Zysk netto węgierskiego koncernu paliwowego MOL w III kwartale tego roku wyniósł 73 mld forintów, czyli 400 mln dolarów. To o 9 proc. mniej niż przed rokiem, licząc w walucie amerykańskiej i 23 proc. mniej w forintach. Sprzedaż MOL-a spadła o 10 proc., do 685 mld forintów (3,74 mld USD).
Zdaniem analityków, firma osiągnęła stosunkowo słabe wyniki, jeżeli chodzi o wydobycie ropy (według Wood & Company, zysk z tej działalności był o 20 proc. niższy od oczekiwanego). Działalność ta miała 27- proc. udział w kwartalnym zysku MOL-a.
Wood & Company szacuje, że po II kwartale zadłużenie netto MOL-a (kredyty minus gotówka) wyniosło 1,6 mld USD. Na początku roku firma miała w gotówce (po odjęciu zadłużenia) ponad 1,1 mln USD.

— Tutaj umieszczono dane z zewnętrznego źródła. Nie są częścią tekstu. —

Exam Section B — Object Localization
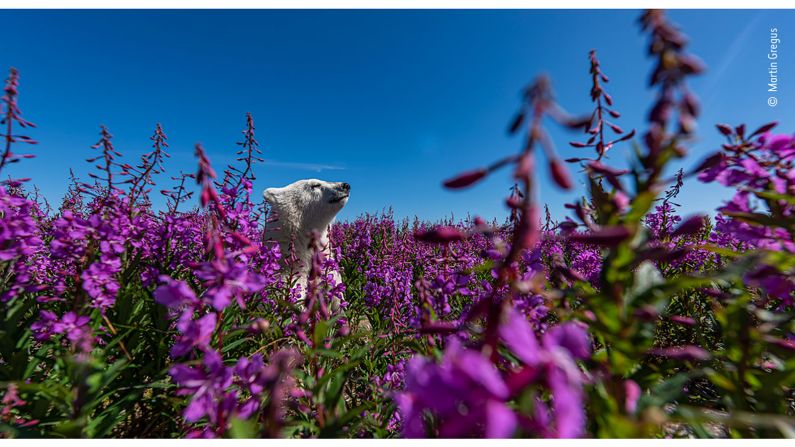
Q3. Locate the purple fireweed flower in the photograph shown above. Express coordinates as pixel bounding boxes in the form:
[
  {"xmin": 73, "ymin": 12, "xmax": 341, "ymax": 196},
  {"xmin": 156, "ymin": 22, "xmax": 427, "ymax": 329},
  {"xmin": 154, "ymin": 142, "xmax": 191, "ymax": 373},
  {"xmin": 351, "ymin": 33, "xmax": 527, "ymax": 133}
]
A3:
[
  {"xmin": 395, "ymin": 339, "xmax": 516, "ymax": 438},
  {"xmin": 194, "ymin": 255, "xmax": 272, "ymax": 311},
  {"xmin": 80, "ymin": 258, "xmax": 121, "ymax": 311},
  {"xmin": 169, "ymin": 350, "xmax": 237, "ymax": 424},
  {"xmin": 500, "ymin": 310, "xmax": 591, "ymax": 438}
]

Wzrost zobowiązań wynika z kredytów, które MOL zaciągnął, aby pozyskać pieniądze na zakup własnych akcji, żeby obronić się przed wrogim przejęciem przez austriacki OMV. Koncern wydał na ten cel ponad miliard dolarów. W tzw. międzyczasie kupił też włoską rafinerię Italiana Energia e Servizi oraz chorwacką sieć stacji benzynowych Tifon. Dzięki tej ostatniej transakcji pod koniec września MOL i jego spółki zależne dysponowały 780 stacjami paliw w siedmiu krajach Europy Środkowej.

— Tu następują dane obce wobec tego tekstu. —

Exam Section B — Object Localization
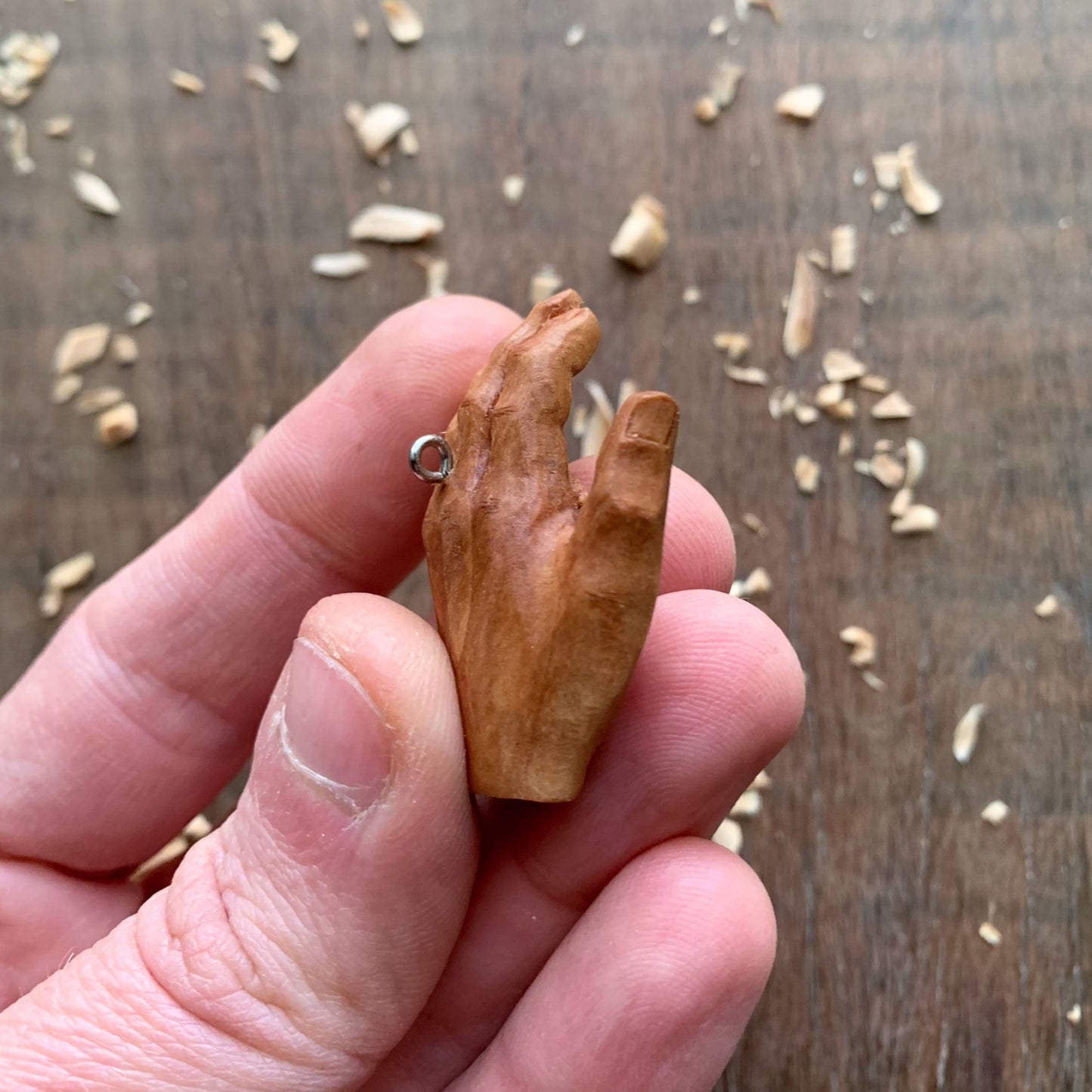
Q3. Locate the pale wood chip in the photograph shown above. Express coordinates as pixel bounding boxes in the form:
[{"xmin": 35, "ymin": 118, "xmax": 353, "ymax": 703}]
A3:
[
  {"xmin": 713, "ymin": 819, "xmax": 744, "ymax": 853},
  {"xmin": 95, "ymin": 402, "xmax": 140, "ymax": 447},
  {"xmin": 898, "ymin": 144, "xmax": 943, "ymax": 216},
  {"xmin": 611, "ymin": 193, "xmax": 668, "ymax": 270},
  {"xmin": 49, "ymin": 373, "xmax": 83, "ymax": 407},
  {"xmin": 72, "ymin": 169, "xmax": 121, "ymax": 216},
  {"xmin": 793, "ymin": 456, "xmax": 822, "ymax": 497},
  {"xmin": 873, "ymin": 152, "xmax": 899, "ymax": 193},
  {"xmin": 565, "ymin": 23, "xmax": 587, "ymax": 49},
  {"xmin": 258, "ymin": 19, "xmax": 299, "ymax": 64},
  {"xmin": 530, "ymin": 265, "xmax": 565, "ymax": 307},
  {"xmin": 709, "ymin": 61, "xmax": 746, "ymax": 110},
  {"xmin": 125, "ymin": 299, "xmax": 155, "ymax": 329},
  {"xmin": 729, "ymin": 788, "xmax": 763, "ymax": 819},
  {"xmin": 891, "ymin": 505, "xmax": 940, "ymax": 535},
  {"xmin": 713, "ymin": 329, "xmax": 751, "ymax": 361},
  {"xmin": 243, "ymin": 64, "xmax": 284, "ymax": 95},
  {"xmin": 169, "ymin": 69, "xmax": 204, "ymax": 95},
  {"xmin": 782, "ymin": 255, "xmax": 819, "ymax": 360},
  {"xmin": 743, "ymin": 512, "xmax": 770, "ymax": 538},
  {"xmin": 1035, "ymin": 593, "xmax": 1062, "ymax": 618},
  {"xmin": 871, "ymin": 451, "xmax": 906, "ymax": 489},
  {"xmin": 311, "ymin": 250, "xmax": 371, "ymax": 280},
  {"xmin": 500, "ymin": 175, "xmax": 527, "ymax": 206},
  {"xmin": 830, "ymin": 224, "xmax": 857, "ymax": 277},
  {"xmin": 775, "ymin": 83, "xmax": 827, "ymax": 121},
  {"xmin": 724, "ymin": 363, "xmax": 770, "ymax": 387},
  {"xmin": 110, "ymin": 334, "xmax": 140, "ymax": 365},
  {"xmin": 348, "ymin": 204, "xmax": 444, "ymax": 243},
  {"xmin": 866, "ymin": 388, "xmax": 914, "ymax": 420},
  {"xmin": 73, "ymin": 387, "xmax": 125, "ymax": 417},
  {"xmin": 888, "ymin": 486, "xmax": 914, "ymax": 520},
  {"xmin": 952, "ymin": 701, "xmax": 986, "ymax": 766},
  {"xmin": 54, "ymin": 322, "xmax": 110, "ymax": 376},
  {"xmin": 42, "ymin": 550, "xmax": 95, "ymax": 592}
]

Tymczasem Komisja Europejska przekazała węgierskim władzom oficjalne stanowisko dotyczące uchwalonej kilka tygodni temu ustawy, która ma utrudnić przejęcia tamtejszych firm działających w branży energetycznej i komunalnej (prawo uchwalono po to, by uniemożliwić przejęcie MOL-a przez Austriaków).